Lisa Parady, director of the Alaska Council of School Administrators, told the Senate Education Committee that educators “are not afraid to be held accountable” but without a substantial increase in funding, they will continue to struggle to meet basic needs. of the students.

“I really want to make it clear that we’re not asking for whipped cream or ice cream on top of the pie. We’re just asking for crust, or maybe the filling,” Parady said.

Parady said his organization surveyed school superintendents to see what increase per student they would need “to be complete during flat funding years.” Superintendents responded with numbers ranging from 14% to 18%, Parady said.

“This increase, whoever it is, will only help them cover their current operating costs,” Parady said. “There’s been this idea that if we increase the BSA then we’ll have money available to do a lot of additional things. But the truth is that we’re going to start making whole districts and give them stability so that we can then move on from there.”

During Senate Education hearings, lawmakers were inundated with examples of districts struggling to keep schools open, teachers paid, buildings warm and lunches served.

Sarah Sledge, director of the Coalition for Equity in Education, said districts in rural Alaska are already dealing with or preparing for budget shortfalls due to lack of increases in education funding for five years.

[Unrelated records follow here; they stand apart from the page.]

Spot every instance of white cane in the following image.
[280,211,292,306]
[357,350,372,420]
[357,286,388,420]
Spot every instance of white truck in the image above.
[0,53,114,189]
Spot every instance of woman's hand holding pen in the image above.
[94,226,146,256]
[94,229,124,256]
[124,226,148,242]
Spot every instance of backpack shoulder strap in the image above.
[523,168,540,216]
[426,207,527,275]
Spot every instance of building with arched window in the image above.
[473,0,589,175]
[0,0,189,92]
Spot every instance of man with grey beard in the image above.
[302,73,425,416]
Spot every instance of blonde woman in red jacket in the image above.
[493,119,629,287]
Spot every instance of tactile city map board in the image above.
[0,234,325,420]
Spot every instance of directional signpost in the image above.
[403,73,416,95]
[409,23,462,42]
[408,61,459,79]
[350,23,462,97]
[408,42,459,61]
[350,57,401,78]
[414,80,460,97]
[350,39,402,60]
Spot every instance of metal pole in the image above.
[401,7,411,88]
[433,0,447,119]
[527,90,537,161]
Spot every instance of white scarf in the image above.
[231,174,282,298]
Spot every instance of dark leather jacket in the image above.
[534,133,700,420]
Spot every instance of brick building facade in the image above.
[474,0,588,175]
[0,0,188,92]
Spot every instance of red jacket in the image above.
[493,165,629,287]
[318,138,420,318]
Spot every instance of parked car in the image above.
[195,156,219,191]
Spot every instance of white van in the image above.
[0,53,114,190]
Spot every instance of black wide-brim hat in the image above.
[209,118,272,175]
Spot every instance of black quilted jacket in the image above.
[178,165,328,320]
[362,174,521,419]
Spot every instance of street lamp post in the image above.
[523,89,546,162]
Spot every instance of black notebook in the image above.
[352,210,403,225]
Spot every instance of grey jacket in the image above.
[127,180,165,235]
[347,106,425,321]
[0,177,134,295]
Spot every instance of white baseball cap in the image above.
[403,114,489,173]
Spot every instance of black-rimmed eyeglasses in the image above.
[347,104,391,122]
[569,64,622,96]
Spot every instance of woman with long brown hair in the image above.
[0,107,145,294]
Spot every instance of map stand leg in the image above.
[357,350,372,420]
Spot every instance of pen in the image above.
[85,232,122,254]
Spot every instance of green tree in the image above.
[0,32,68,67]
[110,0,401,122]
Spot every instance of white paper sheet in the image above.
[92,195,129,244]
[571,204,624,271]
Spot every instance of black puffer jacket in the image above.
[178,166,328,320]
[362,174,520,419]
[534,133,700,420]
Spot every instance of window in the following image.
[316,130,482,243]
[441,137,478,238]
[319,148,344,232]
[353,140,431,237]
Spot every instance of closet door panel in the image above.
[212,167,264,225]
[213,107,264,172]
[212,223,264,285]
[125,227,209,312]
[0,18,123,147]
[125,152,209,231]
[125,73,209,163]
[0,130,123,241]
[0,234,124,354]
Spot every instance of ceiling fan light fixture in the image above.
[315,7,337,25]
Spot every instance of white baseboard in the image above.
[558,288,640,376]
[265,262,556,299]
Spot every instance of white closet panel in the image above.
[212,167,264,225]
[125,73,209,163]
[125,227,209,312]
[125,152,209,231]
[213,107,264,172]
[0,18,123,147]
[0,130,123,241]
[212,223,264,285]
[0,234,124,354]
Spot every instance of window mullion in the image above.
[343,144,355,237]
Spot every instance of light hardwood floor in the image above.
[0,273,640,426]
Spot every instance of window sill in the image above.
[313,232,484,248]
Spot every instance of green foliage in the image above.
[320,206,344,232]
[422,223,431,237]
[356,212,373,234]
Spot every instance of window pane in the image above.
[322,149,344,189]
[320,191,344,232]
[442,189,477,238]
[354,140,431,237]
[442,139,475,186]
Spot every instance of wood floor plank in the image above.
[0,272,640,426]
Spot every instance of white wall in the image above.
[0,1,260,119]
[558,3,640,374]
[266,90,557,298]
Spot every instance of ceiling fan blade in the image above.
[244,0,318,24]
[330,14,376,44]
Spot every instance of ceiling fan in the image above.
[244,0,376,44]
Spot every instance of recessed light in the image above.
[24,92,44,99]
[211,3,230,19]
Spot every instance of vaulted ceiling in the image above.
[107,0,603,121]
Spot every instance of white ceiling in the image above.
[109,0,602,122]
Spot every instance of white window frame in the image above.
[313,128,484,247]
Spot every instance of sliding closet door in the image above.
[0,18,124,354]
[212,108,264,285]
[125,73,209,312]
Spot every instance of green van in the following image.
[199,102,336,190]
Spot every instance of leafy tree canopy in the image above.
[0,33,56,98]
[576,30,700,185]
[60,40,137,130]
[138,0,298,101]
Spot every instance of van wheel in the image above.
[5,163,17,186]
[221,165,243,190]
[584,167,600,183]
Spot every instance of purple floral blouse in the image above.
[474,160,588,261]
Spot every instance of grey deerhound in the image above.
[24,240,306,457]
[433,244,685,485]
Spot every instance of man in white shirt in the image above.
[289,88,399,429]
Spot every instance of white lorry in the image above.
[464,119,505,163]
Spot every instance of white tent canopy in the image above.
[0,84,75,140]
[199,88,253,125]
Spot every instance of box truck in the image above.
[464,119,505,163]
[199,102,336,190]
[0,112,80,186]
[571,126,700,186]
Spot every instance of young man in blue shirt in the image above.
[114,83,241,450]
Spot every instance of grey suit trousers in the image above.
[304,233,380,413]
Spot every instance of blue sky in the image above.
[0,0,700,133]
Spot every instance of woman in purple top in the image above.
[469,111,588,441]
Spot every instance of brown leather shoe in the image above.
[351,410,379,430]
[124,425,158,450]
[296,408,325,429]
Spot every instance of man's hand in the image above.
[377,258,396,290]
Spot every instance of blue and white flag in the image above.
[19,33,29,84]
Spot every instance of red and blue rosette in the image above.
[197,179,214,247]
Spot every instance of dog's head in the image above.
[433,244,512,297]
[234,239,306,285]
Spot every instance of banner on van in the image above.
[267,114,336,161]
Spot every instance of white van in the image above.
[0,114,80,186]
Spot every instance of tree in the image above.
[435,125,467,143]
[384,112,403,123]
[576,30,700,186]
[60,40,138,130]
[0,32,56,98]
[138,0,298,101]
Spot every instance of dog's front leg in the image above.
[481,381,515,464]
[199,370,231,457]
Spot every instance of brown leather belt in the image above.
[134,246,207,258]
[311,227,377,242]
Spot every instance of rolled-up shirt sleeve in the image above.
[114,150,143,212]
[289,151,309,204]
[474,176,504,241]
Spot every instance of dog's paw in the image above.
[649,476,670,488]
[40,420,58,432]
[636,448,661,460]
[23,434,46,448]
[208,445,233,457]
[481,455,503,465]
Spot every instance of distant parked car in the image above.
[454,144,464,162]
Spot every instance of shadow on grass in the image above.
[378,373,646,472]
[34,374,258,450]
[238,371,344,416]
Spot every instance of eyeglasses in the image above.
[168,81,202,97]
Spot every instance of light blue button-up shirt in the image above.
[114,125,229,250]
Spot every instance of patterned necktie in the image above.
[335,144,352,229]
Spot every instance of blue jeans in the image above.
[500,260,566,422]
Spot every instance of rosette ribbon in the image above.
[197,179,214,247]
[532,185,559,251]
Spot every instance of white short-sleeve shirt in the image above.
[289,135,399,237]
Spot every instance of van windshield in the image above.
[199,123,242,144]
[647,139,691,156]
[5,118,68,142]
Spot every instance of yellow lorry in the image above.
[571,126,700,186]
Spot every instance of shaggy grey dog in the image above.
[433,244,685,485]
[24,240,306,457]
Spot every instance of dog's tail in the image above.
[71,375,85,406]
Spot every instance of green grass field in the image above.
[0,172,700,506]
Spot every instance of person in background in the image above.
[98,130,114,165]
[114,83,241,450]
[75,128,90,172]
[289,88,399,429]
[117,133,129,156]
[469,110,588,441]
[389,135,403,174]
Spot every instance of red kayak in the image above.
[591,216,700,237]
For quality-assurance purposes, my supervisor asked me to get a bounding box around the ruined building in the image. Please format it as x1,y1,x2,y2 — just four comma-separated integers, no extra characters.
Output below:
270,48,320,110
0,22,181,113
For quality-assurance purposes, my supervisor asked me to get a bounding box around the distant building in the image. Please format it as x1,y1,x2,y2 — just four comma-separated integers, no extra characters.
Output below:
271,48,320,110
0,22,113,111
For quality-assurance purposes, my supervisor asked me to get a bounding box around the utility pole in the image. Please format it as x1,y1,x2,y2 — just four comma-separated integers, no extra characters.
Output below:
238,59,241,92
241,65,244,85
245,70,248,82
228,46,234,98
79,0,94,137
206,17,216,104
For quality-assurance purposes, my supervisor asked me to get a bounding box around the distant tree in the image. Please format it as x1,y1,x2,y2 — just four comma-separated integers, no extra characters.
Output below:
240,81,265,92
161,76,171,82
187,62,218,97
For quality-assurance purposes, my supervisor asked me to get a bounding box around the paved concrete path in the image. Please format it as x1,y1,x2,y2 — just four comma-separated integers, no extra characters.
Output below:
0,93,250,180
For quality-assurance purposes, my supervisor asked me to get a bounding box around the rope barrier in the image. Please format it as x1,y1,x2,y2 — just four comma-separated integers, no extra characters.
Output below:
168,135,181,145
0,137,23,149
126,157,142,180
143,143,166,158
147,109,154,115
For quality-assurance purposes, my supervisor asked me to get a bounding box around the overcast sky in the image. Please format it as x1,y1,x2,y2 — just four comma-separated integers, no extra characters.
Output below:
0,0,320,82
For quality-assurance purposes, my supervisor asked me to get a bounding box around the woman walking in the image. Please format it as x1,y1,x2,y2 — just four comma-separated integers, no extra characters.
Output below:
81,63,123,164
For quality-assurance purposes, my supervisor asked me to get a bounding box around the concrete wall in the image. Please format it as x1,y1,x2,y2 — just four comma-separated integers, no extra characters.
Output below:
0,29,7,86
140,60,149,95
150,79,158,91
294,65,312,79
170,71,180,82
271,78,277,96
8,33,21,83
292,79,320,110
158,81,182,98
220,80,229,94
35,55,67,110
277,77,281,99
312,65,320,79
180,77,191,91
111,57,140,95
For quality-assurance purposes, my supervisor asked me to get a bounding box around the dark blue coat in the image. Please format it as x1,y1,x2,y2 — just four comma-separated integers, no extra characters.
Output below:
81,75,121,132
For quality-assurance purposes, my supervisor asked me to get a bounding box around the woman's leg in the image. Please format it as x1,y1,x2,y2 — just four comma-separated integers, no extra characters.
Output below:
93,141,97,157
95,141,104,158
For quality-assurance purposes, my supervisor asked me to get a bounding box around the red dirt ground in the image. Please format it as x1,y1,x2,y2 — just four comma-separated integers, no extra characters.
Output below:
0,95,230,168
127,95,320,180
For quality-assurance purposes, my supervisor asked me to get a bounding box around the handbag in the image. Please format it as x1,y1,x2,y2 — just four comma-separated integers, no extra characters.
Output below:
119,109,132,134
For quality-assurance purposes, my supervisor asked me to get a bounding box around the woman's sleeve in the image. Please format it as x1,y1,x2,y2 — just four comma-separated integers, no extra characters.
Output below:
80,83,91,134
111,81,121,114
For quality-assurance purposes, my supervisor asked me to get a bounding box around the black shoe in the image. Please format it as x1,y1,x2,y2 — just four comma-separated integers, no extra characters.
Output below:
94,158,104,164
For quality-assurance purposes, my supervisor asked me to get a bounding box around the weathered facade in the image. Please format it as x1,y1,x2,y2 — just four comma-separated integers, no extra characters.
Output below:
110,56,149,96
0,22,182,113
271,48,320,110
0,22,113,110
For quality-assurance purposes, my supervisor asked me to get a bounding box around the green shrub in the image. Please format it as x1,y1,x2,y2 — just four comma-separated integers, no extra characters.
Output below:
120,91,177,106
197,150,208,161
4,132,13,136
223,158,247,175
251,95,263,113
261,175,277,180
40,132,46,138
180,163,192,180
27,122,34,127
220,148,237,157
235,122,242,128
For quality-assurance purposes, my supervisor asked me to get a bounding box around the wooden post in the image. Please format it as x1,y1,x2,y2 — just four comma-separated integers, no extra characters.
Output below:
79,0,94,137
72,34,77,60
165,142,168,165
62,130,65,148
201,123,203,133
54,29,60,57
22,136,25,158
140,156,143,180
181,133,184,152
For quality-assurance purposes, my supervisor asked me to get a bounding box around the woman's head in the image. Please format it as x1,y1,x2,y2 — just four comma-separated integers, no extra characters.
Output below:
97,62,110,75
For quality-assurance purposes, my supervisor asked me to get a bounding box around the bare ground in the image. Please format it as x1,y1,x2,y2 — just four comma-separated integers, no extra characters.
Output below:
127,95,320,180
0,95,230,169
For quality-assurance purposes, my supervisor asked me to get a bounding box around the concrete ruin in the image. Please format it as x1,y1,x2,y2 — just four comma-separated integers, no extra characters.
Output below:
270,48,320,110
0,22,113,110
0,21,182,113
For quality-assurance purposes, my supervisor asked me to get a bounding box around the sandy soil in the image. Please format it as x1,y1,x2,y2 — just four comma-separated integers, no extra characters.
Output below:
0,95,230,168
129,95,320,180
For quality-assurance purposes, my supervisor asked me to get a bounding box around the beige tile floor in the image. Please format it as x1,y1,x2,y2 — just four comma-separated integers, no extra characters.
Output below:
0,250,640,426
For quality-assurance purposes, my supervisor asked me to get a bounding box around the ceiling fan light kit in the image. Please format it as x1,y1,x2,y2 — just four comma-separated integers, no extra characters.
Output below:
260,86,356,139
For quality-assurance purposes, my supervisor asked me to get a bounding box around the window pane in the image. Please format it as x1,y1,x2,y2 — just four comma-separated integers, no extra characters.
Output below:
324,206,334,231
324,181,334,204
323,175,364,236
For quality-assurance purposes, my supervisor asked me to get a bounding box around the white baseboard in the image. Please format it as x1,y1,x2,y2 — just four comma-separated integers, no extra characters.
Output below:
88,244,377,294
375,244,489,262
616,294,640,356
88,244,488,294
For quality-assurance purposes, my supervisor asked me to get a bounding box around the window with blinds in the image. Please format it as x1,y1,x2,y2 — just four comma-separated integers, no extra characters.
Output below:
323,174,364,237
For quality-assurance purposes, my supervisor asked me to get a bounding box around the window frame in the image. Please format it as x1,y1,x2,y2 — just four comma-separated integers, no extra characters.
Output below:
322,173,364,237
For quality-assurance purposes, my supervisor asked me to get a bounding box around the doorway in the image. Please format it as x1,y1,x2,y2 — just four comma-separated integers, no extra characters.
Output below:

Between 2022 and 2023 alone, costs for fuel, utilities and construction rose significantly, in some districts by more than 40%, she said.

“These are things that they have to pay for to provide education for our children,” he said.

Sledge and Parady said schools’ needs to cover rising fixed costs like utility and maintenance bills are affecting their ability to hire educators and keep support staff like librarians and cafeteria workers.

Sen. Jesse Bjorkman, a Nikiski Republican who is also a high school teacher, expressed concern that even a 16% increase in school funding would not allow schools to fully fund career and technical education programs. , world language classes and counseling services. , librarians, nurses, school lunch programs, and custodial services.

“We’ve seen cuts in the ability of programs to move forward which is really why a lot of kids are happy to get up and go to school every day. So what it’s telling us is if we agree to increase the BSA by about 16%, that just stops the bleeding in Alaska schools and really prevents schools from having to cut back,” Bjorkman said after Parady addressed the education committee. “If we really want to get back to where we were 10 years ago, with workforce development training and all the educational opportunities that were available at that time, we have to make a significant investment on top of that amount, right?” So? ?”

Some education advocates are already pushing for an increase above $1,000, to more accurately reflect inflation accumulated since 2017. At an education rally in Juneau on Monday, some protesters carried signs calling for an increase of $1,086.

“I’m not ready to come up with a number yet,” said Rep. Rebecca Himschoot, an independent and teacher from Sitka who is a member of the House minority. “The conversation is often about what we don’t have because the BSA hasn’t increased, and that’s important to know. I’d like to shift that conversation to what we could have if we funded the BSA in a strong way.”